Um modo cuidadoso de habitar e viver
Travessia nº12: cuidar | #PraLerNaRede
Me chamo Carolina Duarte, sou mãe há 22 anos e comecei a refletir sobre o tema do Cuidado desde que soube da minha primeira gravidez, em 2001. Como psicóloga clínica e doula, este é um tema que perpassa meu cotidiano e ao mesmo tempo minhas mais desafiadoras reflexões acadêmicas. Fiquei muito grata e alegre com o convite da Travessias, Revista Digital da Bambual Editora, para fazer uma reflexão pessoal sobre o Cuidar, e não o Cuidado.
Cuidar… A palavra dita assim, em verbo, em ato, me convoca uma reticência, Cuidar... e depois um suspiro. Cabe tanta coisa aí dentro. Qual fio eu pego dessa vez?
Faz tempo, escrevi que o cuidado é o amor colocado em movimento e que cuidar é o ato de legitimar a existência daquilo, ou de quem se cuida.
Percorri um longo caminho entre saberes como psicologia, biologia, antropologia, física, filosofia para me apropriar da experiência de que todos nós somos fruto da mais sofisticada e ao mesmo tempo sutil qualidade de cuidado. Sintetizar este percurso aqui de forma argumentativa em poucas palavras é um grande desafio.
Sinto que existe um certo desgaste dessa palavra, cuidado, e também da palavra amor e talvez faça sentido começar pelo que não é cuidado. Cuidar de alguém ou de algo não é acreditar que você sabe o que é bom para este alguém. Precisamos começar por aí, porque durante muito tempo, o pensamento hegemônico euro centrado, capitalista e masculino se apropriou dessas palavras para disfarçar atitudes que na verdade eram de dominação e colonização do outro. Isso hoje é evidente na relação entre povos e culturas, práticas religiosas, e também nas relações mais intimas e mais fundamentais como as com familiares. Podemos perceber uma dimensão outra de complexidade quando nos damos conta de que as funções de cuidado mais importantes, aquelas que mantêm a engrenagem estrutural da sociedade em movimento, são as menos valorizadas e são também estruturalmente atribuídas às mulheres, especialmente mulheres negras.
Tenho visto muitas pessoas se atrapalharem tentando distinguir o que seria cuidado e o que seria tentativa de dominação. Gosto de partir do ponto onde podemos tomar consciência de que cada um de nós já fez barbaridades acreditando que estava cuidando. Desde coisas mais simples, tipo matar uma planta afogada, até causar um trauma no seu filho por excesso de algo. Na minha vida e na minha prática clínica eu percebo que a ideia de cuidar muitas vezes está muito relacionada a uma tentativa neurótica de evitação de algo, tem algum medo embutido no ato.

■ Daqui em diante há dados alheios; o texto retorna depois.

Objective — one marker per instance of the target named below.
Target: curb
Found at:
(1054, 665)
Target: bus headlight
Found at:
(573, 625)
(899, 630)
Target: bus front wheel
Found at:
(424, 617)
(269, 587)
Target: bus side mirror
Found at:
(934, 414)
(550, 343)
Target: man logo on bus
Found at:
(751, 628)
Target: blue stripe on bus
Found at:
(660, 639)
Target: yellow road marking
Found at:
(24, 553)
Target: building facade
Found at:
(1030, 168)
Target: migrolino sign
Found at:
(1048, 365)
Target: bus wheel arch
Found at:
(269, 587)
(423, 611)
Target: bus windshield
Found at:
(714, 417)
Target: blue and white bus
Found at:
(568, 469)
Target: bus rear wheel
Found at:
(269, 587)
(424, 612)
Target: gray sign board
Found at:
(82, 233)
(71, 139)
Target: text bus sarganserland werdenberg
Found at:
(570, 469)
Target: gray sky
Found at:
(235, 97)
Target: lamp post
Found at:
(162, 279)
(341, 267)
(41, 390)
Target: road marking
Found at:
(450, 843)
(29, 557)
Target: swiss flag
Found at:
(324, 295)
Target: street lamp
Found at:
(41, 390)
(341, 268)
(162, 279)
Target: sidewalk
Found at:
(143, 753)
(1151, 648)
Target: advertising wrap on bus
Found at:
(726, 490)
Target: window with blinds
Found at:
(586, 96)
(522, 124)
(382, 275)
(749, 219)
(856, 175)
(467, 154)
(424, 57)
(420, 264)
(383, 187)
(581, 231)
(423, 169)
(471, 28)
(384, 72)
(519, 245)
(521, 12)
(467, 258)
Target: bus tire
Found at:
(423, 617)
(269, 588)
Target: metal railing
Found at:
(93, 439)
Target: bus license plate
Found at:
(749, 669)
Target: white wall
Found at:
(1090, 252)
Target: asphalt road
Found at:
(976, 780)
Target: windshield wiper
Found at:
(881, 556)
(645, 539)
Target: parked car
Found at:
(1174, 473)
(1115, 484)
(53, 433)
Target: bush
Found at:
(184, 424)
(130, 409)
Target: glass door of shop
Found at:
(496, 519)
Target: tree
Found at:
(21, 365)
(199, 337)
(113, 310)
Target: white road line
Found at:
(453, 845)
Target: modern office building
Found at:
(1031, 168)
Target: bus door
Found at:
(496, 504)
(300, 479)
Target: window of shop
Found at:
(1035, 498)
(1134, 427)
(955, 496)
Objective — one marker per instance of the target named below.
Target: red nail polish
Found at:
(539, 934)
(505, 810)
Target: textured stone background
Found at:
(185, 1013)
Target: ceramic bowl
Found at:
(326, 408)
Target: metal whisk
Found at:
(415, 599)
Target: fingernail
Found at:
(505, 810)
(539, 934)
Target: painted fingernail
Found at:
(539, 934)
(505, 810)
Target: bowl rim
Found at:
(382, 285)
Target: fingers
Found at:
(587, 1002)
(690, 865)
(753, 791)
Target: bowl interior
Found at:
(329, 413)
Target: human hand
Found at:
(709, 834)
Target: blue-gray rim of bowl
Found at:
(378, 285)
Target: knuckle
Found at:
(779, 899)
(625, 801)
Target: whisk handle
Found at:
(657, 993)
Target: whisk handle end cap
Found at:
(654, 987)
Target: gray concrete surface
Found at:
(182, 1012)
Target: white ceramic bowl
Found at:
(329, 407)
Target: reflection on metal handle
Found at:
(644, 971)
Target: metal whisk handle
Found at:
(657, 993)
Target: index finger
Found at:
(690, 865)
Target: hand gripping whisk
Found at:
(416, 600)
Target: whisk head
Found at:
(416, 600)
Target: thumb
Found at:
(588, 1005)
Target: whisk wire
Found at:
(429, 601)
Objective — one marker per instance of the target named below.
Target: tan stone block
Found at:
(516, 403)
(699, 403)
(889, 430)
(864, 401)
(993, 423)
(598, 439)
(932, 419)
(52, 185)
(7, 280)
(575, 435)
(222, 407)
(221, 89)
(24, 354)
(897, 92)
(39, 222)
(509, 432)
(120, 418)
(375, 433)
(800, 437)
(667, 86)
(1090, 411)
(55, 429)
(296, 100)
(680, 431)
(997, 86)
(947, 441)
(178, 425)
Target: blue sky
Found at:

Ao mesmo tempo o cuidado, aquele bem colocado, também não traz somente conforto. Ele inclui mexer nas nossas feridas, físicas e anímicas. Ele inclui dor, limite, separação. Cuidar dá trabalho, exige presença e uma constante busca de uma justa medida, momento a momento, pessoa a pessoa. Ele é avesso a automatismos. A sua atenção precisa estar lá. Você precisa ser capaz de perceber o outro e o ambiente no qual estão inseridos, e para isso você vai precisar aguçar os sentidos. Você vai precisar sentir as sutilizas.